Backup and Disaster Recovery Consolidated
Backup and disaster recovery consolidated as one service is not a new idea, but is again becoming a preferred practice with recently available technology.
There was a time when businesses and their CIOs looked at backup and disaster recovery as one and the same. Have we seen this thinking re-emerge? During our discussions with clients from differing industries, some used to think that backup by itself formed the disaster recovery strategy of the company. Fortunately many CIO’s have been able to educate businesses about the various scenarios and the implications of not having strategies in place such as, standby infrastructure at an offsite location or a tested disaster recovery solution.

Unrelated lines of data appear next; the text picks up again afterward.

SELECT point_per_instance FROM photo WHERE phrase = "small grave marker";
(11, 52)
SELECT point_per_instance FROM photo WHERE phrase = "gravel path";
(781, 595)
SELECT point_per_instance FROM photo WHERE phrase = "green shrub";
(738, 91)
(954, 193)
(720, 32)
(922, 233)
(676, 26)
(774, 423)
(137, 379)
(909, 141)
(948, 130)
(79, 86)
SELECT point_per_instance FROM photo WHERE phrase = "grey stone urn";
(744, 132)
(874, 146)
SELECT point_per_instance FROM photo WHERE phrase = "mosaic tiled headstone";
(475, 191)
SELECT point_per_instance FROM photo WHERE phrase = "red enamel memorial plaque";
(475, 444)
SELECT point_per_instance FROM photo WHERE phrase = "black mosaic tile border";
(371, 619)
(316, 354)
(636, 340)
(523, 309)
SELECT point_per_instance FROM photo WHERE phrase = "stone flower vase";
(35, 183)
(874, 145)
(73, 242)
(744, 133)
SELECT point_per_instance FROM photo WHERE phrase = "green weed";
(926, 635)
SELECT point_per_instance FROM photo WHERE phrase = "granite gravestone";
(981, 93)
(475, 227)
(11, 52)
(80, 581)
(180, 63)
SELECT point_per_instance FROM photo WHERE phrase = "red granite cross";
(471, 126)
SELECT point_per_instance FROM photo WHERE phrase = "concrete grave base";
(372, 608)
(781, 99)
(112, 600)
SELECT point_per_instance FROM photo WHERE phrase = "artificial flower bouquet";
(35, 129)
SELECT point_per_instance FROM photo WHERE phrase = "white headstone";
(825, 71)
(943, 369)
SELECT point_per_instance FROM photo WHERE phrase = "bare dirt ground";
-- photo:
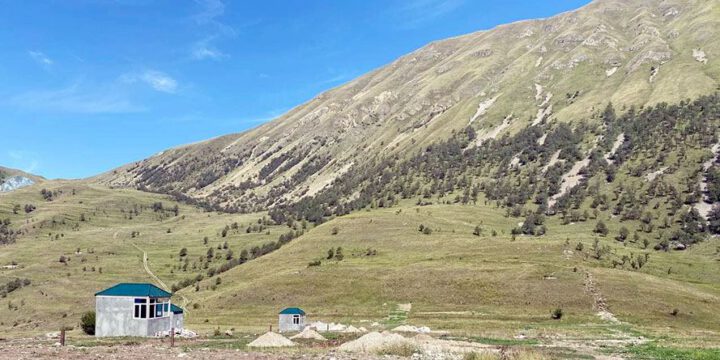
(17, 351)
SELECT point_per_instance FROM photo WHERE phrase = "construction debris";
(310, 334)
(374, 342)
(271, 339)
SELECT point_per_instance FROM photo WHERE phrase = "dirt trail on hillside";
(157, 279)
(599, 300)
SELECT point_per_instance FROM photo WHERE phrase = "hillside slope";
(500, 81)
(13, 179)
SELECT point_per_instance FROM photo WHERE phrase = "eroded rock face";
(472, 80)
(14, 183)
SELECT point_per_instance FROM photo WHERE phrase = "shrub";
(557, 314)
(87, 322)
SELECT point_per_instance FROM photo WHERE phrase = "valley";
(545, 189)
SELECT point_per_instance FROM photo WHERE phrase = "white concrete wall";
(114, 317)
(179, 319)
(285, 323)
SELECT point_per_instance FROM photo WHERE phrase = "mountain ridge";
(496, 81)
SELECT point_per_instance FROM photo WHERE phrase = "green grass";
(60, 293)
(501, 342)
(655, 352)
(485, 288)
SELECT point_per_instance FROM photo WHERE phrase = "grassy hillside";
(101, 234)
(485, 285)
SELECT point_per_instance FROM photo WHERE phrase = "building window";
(140, 309)
(151, 311)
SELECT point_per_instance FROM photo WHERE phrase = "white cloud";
(24, 160)
(211, 9)
(418, 12)
(208, 19)
(156, 79)
(74, 99)
(202, 50)
(40, 58)
(160, 81)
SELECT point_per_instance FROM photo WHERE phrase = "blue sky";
(89, 85)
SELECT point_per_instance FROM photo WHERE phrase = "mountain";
(11, 179)
(475, 186)
(563, 69)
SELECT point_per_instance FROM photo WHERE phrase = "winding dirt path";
(157, 279)
(600, 304)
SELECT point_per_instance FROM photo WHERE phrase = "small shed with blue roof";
(136, 309)
(291, 319)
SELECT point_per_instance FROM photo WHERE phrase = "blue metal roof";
(134, 289)
(292, 311)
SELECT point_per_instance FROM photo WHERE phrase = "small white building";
(291, 319)
(134, 309)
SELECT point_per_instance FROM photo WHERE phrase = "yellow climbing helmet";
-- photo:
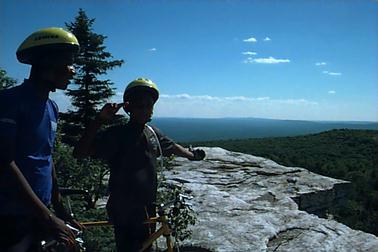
(46, 40)
(141, 84)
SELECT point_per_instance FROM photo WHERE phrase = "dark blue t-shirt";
(29, 123)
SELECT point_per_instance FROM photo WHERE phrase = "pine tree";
(90, 91)
(6, 81)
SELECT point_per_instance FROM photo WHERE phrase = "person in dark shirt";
(131, 150)
(28, 120)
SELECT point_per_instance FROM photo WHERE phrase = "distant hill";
(197, 129)
(345, 154)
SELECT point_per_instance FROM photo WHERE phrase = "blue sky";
(307, 60)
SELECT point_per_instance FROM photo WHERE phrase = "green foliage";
(167, 192)
(345, 154)
(6, 81)
(90, 91)
(88, 174)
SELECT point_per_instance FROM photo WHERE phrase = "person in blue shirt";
(28, 120)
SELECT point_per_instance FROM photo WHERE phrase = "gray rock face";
(248, 203)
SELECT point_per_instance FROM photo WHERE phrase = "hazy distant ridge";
(198, 129)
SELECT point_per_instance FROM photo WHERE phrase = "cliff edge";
(249, 203)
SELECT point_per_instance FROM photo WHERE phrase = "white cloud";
(320, 63)
(207, 106)
(332, 73)
(269, 60)
(249, 53)
(251, 39)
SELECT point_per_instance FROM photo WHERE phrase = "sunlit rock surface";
(248, 203)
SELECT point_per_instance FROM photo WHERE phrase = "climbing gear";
(46, 40)
(141, 84)
(198, 154)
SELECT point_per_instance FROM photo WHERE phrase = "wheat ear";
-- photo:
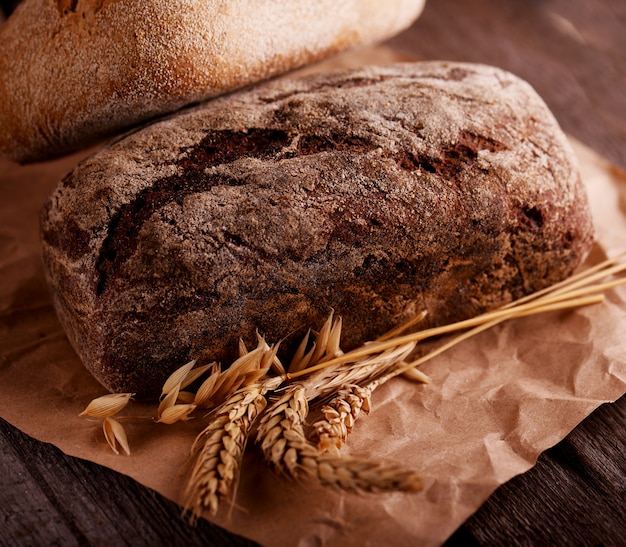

With the evolution and acceptance of cloud computing and online data backup systems, more businesses are able to adopt a mature backup and IT disaster recovery strategy as part of their overall business continuity plan. Supported by the investment of tier 1 software vendors, the industry has been able to confidently combine the functions of backup and IT disaster recovery through the introduction of extended retention.
Continuous data protection (CDP) has not only reduced RPOs (recovery point objectives) to almost zero but has also allowed CIOs and CFOs to realise increased savings through consolidation. CDP technology can be used as part of a managed backup and disaster recovery solution with the added benefit of extended retention. If configured optionally, IT teams can have the high-availability luxury of local rollback snapshots points while having 7+ years of backup retention at the remote disaster recovery and backup site.
Offsite backup and disaster recovery treated as a single service; a consolidated approach to IT business continuity.